Re: [design] design-l.v2 abstract

sorry Michael, did not see your post before writing.
changing the name is still an option of course, i
did not know you might still write about it. and
this is what i was wondering: is 'design' capable
of 'opening up' the list to views outside of the
confinements of art-discourse or, architectural-
limitations to these things. the one thing about
the design list (not sure of the origin, i think
Howard and the original co-owner named the list,
and Howard refers to it as: design list (no 'the'))-

'design' is closer to what seems to be the general
drive of the list, in terms of where the tensions
arise with views of what 'architecture' is, or for
that matter, political aspects of these same realms.
design is expansive, architecture is an expert system
which appears to have 'open' discussions only outside
of its traditional structures of authority and control.
design seems to be what is the force in merging of the
museum and walmart/marketplaces/retailing/'shopping',
the crossover, co-branding, cross-marketing of the
designed style, ultimately sold as 'lifestyle' today:
ultra-pragmatic typology for finding places to fit-in.

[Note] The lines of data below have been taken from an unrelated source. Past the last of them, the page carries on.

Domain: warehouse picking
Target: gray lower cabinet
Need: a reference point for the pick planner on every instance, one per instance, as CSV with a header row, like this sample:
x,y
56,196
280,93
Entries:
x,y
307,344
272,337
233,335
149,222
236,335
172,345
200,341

this is why 'design' seems much more potent on a wide-
range and along varying scales, as a catch-all context,
whereas architecture and art can be made very exclusive.
arguing something is not design/designed is not too easy.
it also adds an interesting dimension to 'design topics'
such as 'designed creation' (creationism) and 'designed
evolution' (darwinism) potentially, where the full social
or other realms can be added as substance, not excluded
and seen just in terms of facades and marketed aesthetics.

i am wondering about the design of academic departments,
imagining the pseudo 'political-science' supplemented by
'political architecture, political art, political math,
political meteorology' (what weathermen and women practice
on television every night) among other newly reconfigured
departments of Machiavellian intellectual engineering...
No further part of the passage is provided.